The inanimate object that means the most to me in my life right now is my guitar. While I can’t give my guitar any credit for helping me compose the works that make up my collection, A Concept of Right Now, I do credit my guitar (insomuch as an inanimate object may be praised with due credit) for helping me evolve as a writer. Most of the works in my collection were started (and many finished) prior to me taking up songwriting three years ago. At that time, I felt like I had exhausted the well of inspiration that I had more or less constantly experienced from age 17 to age 37. In that time, I never experienced what some people refer to as “writer’s block.” I would have argued that writer’s block is a myth. However, I began to find that composing poetry no longer provided the outlet of expression or the clarity of mind it once did. My writing felt flat, shapeless, and uninspired. Five years prior, I had taken up playing guitar as a hobby, after my wife bought me a used acoustic as a birthday present. I took no formal training. I just taught myself through trial and error. Over time, I improved and began playing works by some of my favorite artists. One evening, in mid-November of 2014, I was feeling particularly ill at ease with my life. I picked up the guitar and my first song was born. It was a rather unfortunate ripoff of a Bob Dylan song in which I rearranged a few chords and replaced his verses with my own, but it was something. Now, nearly four years later, I have written over 50 original songs. I have taught myself to play the harmonica, mandolin, and a little piano. I have a small recording studio in my home and I play every day. This experience has opened up so many new avenues of creative energy for me. The challenge of composing a melody, of fitting words together to match it, of balancing rhyme and meter, and of performing my own original work inspires me to the point of sheer joy. I have no plans to abandon traditional poetry writing. I still write poems, too. But songwriting is where my heart is right now and without my guitar, I don’t know where my writing would be.
Why do you write? The first 5 words that come to mind. Go.
Embrace the mystery of unknowing.
If you could write an inspirational quote on the mirrors of aspiring writers, what would you write?

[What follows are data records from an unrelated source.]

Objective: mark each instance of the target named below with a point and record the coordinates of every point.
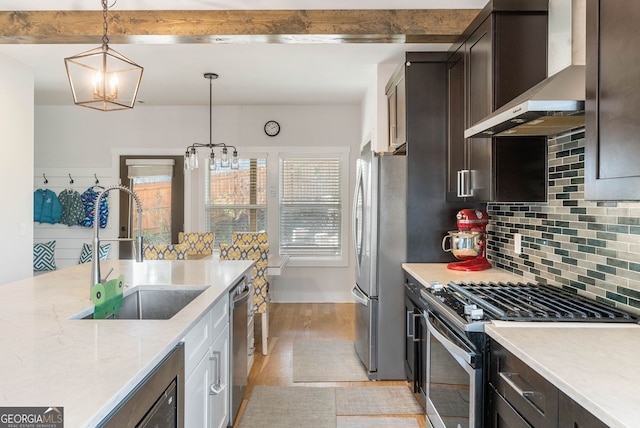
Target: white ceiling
(250, 73)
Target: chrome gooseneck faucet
(95, 266)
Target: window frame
(206, 186)
(273, 155)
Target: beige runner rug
(290, 407)
(326, 361)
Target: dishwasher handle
(359, 295)
(242, 298)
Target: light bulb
(224, 158)
(235, 162)
(186, 161)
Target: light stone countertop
(89, 366)
(595, 364)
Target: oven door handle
(457, 352)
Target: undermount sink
(152, 302)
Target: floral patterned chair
(165, 251)
(259, 253)
(248, 238)
(200, 243)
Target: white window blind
(150, 167)
(236, 200)
(310, 206)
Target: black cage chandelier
(102, 78)
(191, 155)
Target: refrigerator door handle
(359, 295)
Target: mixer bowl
(465, 245)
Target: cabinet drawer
(531, 395)
(197, 342)
(504, 415)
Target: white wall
(71, 137)
(16, 170)
(375, 124)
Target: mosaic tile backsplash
(592, 248)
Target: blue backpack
(88, 200)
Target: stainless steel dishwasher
(238, 302)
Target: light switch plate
(517, 243)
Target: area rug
(290, 407)
(381, 400)
(376, 422)
(326, 361)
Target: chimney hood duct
(554, 105)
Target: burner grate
(536, 302)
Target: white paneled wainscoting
(69, 239)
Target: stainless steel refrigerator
(380, 240)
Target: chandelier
(191, 155)
(103, 79)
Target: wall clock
(272, 128)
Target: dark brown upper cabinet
(502, 54)
(612, 151)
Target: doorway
(160, 186)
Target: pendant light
(191, 155)
(103, 79)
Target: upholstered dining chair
(165, 251)
(248, 238)
(259, 253)
(200, 243)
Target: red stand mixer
(468, 242)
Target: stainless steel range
(457, 347)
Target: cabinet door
(479, 56)
(196, 391)
(410, 350)
(575, 416)
(219, 380)
(456, 152)
(401, 111)
(533, 397)
(502, 414)
(392, 119)
(612, 170)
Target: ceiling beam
(228, 26)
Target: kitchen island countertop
(48, 359)
(595, 364)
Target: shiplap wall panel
(69, 239)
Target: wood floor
(291, 321)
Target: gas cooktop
(482, 302)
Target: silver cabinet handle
(464, 183)
(415, 317)
(216, 387)
(508, 379)
(410, 331)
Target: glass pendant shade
(103, 79)
(212, 163)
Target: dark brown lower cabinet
(573, 415)
(519, 397)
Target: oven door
(454, 377)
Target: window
(160, 187)
(311, 206)
(236, 200)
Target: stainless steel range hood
(557, 103)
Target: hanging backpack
(88, 200)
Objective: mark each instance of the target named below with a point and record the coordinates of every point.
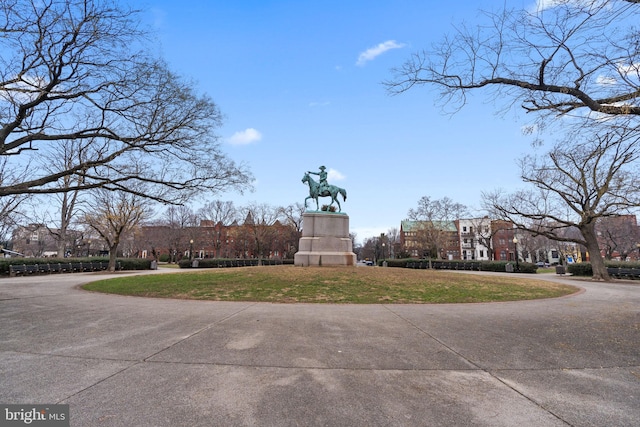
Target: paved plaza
(127, 361)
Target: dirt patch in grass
(357, 285)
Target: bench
(64, 267)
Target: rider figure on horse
(323, 178)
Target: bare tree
(66, 154)
(434, 221)
(113, 215)
(556, 60)
(69, 71)
(618, 235)
(292, 218)
(258, 224)
(393, 238)
(575, 186)
(574, 60)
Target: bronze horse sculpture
(316, 190)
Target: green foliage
(499, 266)
(580, 269)
(134, 263)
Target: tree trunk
(113, 249)
(597, 263)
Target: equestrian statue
(322, 188)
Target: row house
(38, 240)
(480, 239)
(216, 240)
(435, 239)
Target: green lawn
(361, 285)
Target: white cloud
(334, 175)
(373, 52)
(319, 104)
(247, 136)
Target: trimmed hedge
(125, 263)
(227, 263)
(615, 268)
(499, 266)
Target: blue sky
(299, 83)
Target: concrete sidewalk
(126, 361)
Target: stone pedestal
(325, 240)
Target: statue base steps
(325, 241)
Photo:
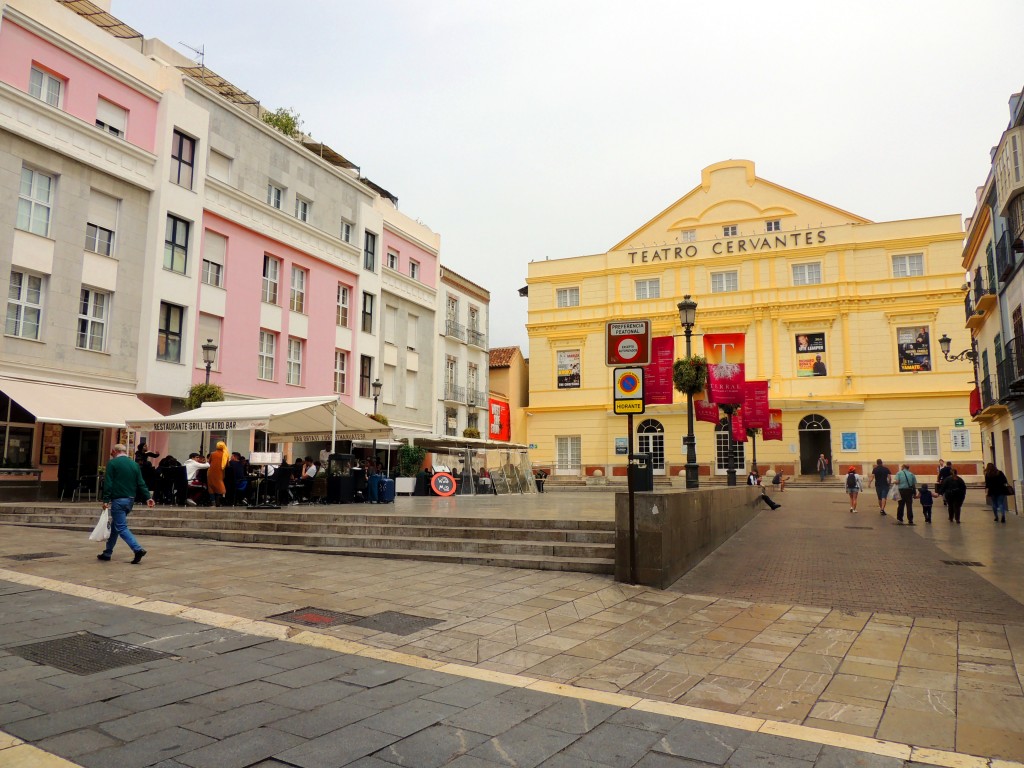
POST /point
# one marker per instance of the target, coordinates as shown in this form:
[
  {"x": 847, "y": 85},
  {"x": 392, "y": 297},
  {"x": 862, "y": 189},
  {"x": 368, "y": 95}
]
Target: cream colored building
[{"x": 800, "y": 279}]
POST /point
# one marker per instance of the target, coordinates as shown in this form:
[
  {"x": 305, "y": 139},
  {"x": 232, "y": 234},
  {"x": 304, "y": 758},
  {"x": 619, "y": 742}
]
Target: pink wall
[
  {"x": 83, "y": 83},
  {"x": 240, "y": 330}
]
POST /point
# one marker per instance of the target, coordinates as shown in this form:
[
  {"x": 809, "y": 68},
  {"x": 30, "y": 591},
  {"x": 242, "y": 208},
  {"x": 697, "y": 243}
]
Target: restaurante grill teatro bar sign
[{"x": 757, "y": 244}]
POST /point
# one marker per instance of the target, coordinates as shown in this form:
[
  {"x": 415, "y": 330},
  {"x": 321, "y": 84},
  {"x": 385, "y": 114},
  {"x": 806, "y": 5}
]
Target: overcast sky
[{"x": 550, "y": 128}]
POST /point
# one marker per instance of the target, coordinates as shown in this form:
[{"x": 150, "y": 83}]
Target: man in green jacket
[{"x": 122, "y": 485}]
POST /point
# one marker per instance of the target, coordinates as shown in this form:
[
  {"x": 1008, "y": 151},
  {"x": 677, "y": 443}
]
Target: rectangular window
[
  {"x": 368, "y": 312},
  {"x": 567, "y": 297},
  {"x": 176, "y": 245},
  {"x": 342, "y": 313},
  {"x": 45, "y": 87},
  {"x": 273, "y": 196},
  {"x": 340, "y": 371},
  {"x": 724, "y": 282},
  {"x": 169, "y": 334},
  {"x": 25, "y": 305},
  {"x": 182, "y": 159},
  {"x": 921, "y": 443},
  {"x": 370, "y": 253},
  {"x": 297, "y": 302},
  {"x": 267, "y": 352},
  {"x": 112, "y": 118},
  {"x": 908, "y": 265},
  {"x": 366, "y": 374},
  {"x": 92, "y": 320},
  {"x": 807, "y": 274},
  {"x": 648, "y": 289},
  {"x": 271, "y": 275},
  {"x": 294, "y": 361},
  {"x": 34, "y": 202},
  {"x": 214, "y": 256}
]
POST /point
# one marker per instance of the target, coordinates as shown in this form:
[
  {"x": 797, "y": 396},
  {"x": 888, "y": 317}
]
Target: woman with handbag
[{"x": 996, "y": 488}]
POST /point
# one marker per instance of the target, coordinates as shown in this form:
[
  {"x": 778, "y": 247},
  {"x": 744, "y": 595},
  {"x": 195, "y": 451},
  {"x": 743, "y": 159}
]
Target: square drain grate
[
  {"x": 316, "y": 617},
  {"x": 395, "y": 623},
  {"x": 85, "y": 653}
]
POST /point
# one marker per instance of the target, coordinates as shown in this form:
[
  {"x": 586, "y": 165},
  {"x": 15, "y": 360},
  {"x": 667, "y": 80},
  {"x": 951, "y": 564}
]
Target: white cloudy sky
[{"x": 549, "y": 128}]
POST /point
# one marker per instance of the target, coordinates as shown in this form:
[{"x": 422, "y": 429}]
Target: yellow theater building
[{"x": 841, "y": 315}]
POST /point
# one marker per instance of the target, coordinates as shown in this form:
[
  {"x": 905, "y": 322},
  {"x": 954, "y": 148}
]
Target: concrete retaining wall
[{"x": 676, "y": 529}]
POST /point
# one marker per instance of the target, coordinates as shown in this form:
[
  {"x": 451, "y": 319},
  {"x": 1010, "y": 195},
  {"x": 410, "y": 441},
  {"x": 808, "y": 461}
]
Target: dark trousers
[{"x": 905, "y": 500}]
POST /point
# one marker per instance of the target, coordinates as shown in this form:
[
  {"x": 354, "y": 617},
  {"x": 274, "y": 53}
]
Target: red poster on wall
[
  {"x": 725, "y": 368},
  {"x": 657, "y": 377}
]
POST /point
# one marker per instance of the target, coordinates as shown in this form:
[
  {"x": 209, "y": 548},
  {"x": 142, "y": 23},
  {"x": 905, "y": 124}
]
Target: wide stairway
[{"x": 586, "y": 546}]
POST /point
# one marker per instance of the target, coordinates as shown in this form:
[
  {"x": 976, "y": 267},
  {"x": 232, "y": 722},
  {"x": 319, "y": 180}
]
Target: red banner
[
  {"x": 657, "y": 376},
  {"x": 774, "y": 429},
  {"x": 725, "y": 368},
  {"x": 756, "y": 404},
  {"x": 705, "y": 411}
]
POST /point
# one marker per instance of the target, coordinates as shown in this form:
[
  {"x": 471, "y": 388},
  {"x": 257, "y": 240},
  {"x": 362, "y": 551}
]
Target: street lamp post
[{"x": 687, "y": 317}]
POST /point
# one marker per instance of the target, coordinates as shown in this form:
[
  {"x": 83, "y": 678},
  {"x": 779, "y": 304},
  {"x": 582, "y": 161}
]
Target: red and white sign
[{"x": 628, "y": 343}]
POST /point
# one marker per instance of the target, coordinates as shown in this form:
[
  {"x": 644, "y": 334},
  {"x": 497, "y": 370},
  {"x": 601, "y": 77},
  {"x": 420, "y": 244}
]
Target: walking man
[
  {"x": 122, "y": 485},
  {"x": 882, "y": 479}
]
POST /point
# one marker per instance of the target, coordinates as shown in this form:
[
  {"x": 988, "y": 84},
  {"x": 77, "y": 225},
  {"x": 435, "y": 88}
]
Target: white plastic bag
[{"x": 102, "y": 530}]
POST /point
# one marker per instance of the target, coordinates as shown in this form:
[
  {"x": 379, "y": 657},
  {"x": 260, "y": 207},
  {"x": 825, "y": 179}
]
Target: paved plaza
[{"x": 812, "y": 637}]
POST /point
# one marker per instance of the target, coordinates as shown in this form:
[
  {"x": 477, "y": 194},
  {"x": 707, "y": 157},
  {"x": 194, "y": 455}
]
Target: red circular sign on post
[{"x": 442, "y": 483}]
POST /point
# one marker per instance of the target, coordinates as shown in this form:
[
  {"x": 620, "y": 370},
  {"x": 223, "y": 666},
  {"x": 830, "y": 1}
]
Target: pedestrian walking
[
  {"x": 882, "y": 478},
  {"x": 996, "y": 491},
  {"x": 123, "y": 483},
  {"x": 906, "y": 484},
  {"x": 853, "y": 484}
]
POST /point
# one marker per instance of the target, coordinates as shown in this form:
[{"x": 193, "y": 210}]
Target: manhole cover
[
  {"x": 316, "y": 617},
  {"x": 35, "y": 555},
  {"x": 395, "y": 623},
  {"x": 85, "y": 653}
]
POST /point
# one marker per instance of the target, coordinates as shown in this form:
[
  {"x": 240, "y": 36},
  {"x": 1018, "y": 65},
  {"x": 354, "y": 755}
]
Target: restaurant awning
[
  {"x": 286, "y": 419},
  {"x": 76, "y": 406}
]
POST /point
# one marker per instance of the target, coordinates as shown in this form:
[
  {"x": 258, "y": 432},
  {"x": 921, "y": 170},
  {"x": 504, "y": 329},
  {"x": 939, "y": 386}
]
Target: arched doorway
[
  {"x": 815, "y": 438},
  {"x": 650, "y": 439},
  {"x": 722, "y": 451}
]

It would be the last line of the final poem in my collection: “You are expected to fight and you are expected to die, but you are not expected to complete the work.” A few years ago, I attended an informal gathering of writers for a New Year’s Day poetry composition symposium and workshop. It was hosted at the home of a local writer and supporter of the arts in my city. At one point, I walked into the kitchen and saw this framed cross-stitch hanging on the wall with the line: You are not expected to complete the work. Something about that line really resonated with me. I asked the host about it and she said that it was a gift and all she knew was that she believed it to be a translation of an old Hebrew proverb. I wrote it down in my journal and then we were supposed to take an hour, find a nice place to sit in the house or on the property (which was several acres), and write. I walked outside and sat down next to a fire pit that was clearly once a roaring fire, but has since dwindled to hot coals and ash. The wind picked up some of the ash and carried it right across my face. I breathed it in. That is when the first line of the poem came to me: “It may no longer be enough to say that all that burns was meant to drift by in front of our eyes in a wind of waste and want.” To me, the line “You are not expected to complete the work” speaks to the anxiety that everyone feels regarding the inevitability of death and the tragedy of loss. To me, the line is both deeply profound and reassuring. I think it means that even though you may not live forever, the work you do lives on after you, inspiring future generations to honor your memory by continuing your good work, just as you honored the memory of those who came before you by continuing their good work.